気になるプロダクトやプロジェクトをエンタメ性や整理収納の考え方に寄り添いながら紹介し、読者の「キニナル」を刺激します。
5月2日から5月31日まで、中野のギャラリー冬青で開催中の「田中亜紀写真展
Long Way to Sunshine 1989-2025」をレポート。
田中亜紀さんとお会いしたのは、2024年のことだった。
集合場所で名刺交換をし、待機している時に私はこんなことを聞いた。
「ライフワーク的にはどんなものを撮られているんですか?」
今、考えると失礼というか、恥ずかしい。実は一瞬「?」のような表情をされた気がしていたのを鮮明に憶えている。
それはそうだ、ライフワーク的……なんていう表現は、アーティストに向けて言うものではない。ライターと名乗ると「普段はどんなものを(に)書かれているんですか?」と聞かれることは少なくないのだけれど、それと同じテンションで聞いてしまった。
田中さんは、「太陽ですね」みたいな感じで、言葉少な目に答えてくれた。それに対する私のリアクション、たぶんダサかった。
そのことをグワンと思い出したのは、「田中亜紀写真展 Long Way to Sunshine 1989-2025」を見たからだ。

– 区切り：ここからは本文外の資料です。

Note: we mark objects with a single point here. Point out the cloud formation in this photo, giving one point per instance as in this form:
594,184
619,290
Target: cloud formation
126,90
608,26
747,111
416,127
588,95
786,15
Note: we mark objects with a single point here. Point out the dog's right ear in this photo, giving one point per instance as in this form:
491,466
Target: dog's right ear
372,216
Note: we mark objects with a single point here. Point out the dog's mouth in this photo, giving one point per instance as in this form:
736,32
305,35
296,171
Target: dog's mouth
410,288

住宅街の中にひっそりとあるギャラリー冬青。ドアを開けると入口で靴を脱ぎ、スリッパに履き替えて展示スペースにあがる。
展示作品はタイトルの通り、1989年から2025年までに撮影された写真。
まず手前には、89年から91年、田中さんがBrooks Institute of photography時代に撮影され、アメリカでプリントされた作品。ヴィンテージ・プリントというそうだ。
踊る一人、踊る二人など、ステージを思わせるアートな作品4点が展示されている。
音楽が聞こえそう、はずむ息が伝わってきそう、
そんな風に見えるかと思いきや、私には音楽もはずむ息も聞こえなかった。
それは動きがあるのに静止しているような美しさだったから。
一瞬その世界に足を踏み入れ、目の前で息を止めて見つめているような感覚になった。
それが無音感の正体だった。
「プリントの質が良く、保存状態も素晴らしい」と語るのは、ギャラリー冬青のギャラリスト野口さん。30年以上前の作品だなんて、言われなければ気づけない。

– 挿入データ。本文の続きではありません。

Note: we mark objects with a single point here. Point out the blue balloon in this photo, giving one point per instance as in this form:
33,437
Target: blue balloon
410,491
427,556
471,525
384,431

正面に展示されていたのは、額装ではなく、ヨコ7×タテ4コマの白縁の作品たち。
インデックスシートをイメージした展示だという。
1段目はコスモス。
2段目は海、しぶき
3段目は鉱物
4段目は人物と鉱物の合わせ
どれも太陽を感じるけれど、その見え方はいったい幾通りあるのだろうと思う。
この日の私は3段目の鉱物がとにかく気になった。美しく、何度見なおしても
4段の中でまず目がいくのは3段目の鉱物だった。
コロナの頃に、鉱物を集めたのだそう。
なぜ私は鉱物の写真に惹かれたのだろう。
グリーンに光る鉱物の写真に特に引き寄せられたのは自分が好きな色だからだけだろうか。
インデックスシートをイメージした展示全体を見るべく、体を引いて全体を見る。
左から右へ、右から左へ。この段、次の段……。
そうしてやはり3段目の鉱物の写真に惹かれた。
インデックスシートといえば、ギャラリー中央のテーブルに置かれた箱の中には、
田中さんが撮影後に必ずプリントしていたという大量のインデックスシートが収納されている。

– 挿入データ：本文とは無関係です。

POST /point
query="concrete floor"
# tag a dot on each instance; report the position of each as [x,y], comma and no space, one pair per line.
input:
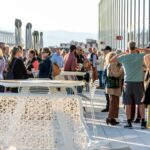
[114,137]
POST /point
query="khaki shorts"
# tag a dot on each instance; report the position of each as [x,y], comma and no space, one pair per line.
[133,91]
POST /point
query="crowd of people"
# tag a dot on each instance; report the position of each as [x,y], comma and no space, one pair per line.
[119,73]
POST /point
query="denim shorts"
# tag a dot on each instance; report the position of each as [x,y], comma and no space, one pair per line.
[133,91]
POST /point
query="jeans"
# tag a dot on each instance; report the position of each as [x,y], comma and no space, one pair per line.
[100,77]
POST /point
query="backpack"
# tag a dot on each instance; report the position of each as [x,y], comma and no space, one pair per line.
[10,74]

それは田中さんの好きとこだわり、スタイルが詰まったシートだ。
1~2時間、同じ場所から動かず撮影し続けることがあるそうだ。
シートを見ていると、好き、こだわり、スタイルじゃ足りない、もっといろいろな単語、田中さんの信条が浮かんで見えてくる気がした。
ギャラリーを後にし、駅まで歩く道でまた昨年の初対面の時のことを思い出した。
田中さんのライフワークが何であるかを知った上で、せっかくだから質問するとしたら
何を聞きたいかなぁ、なんて思う。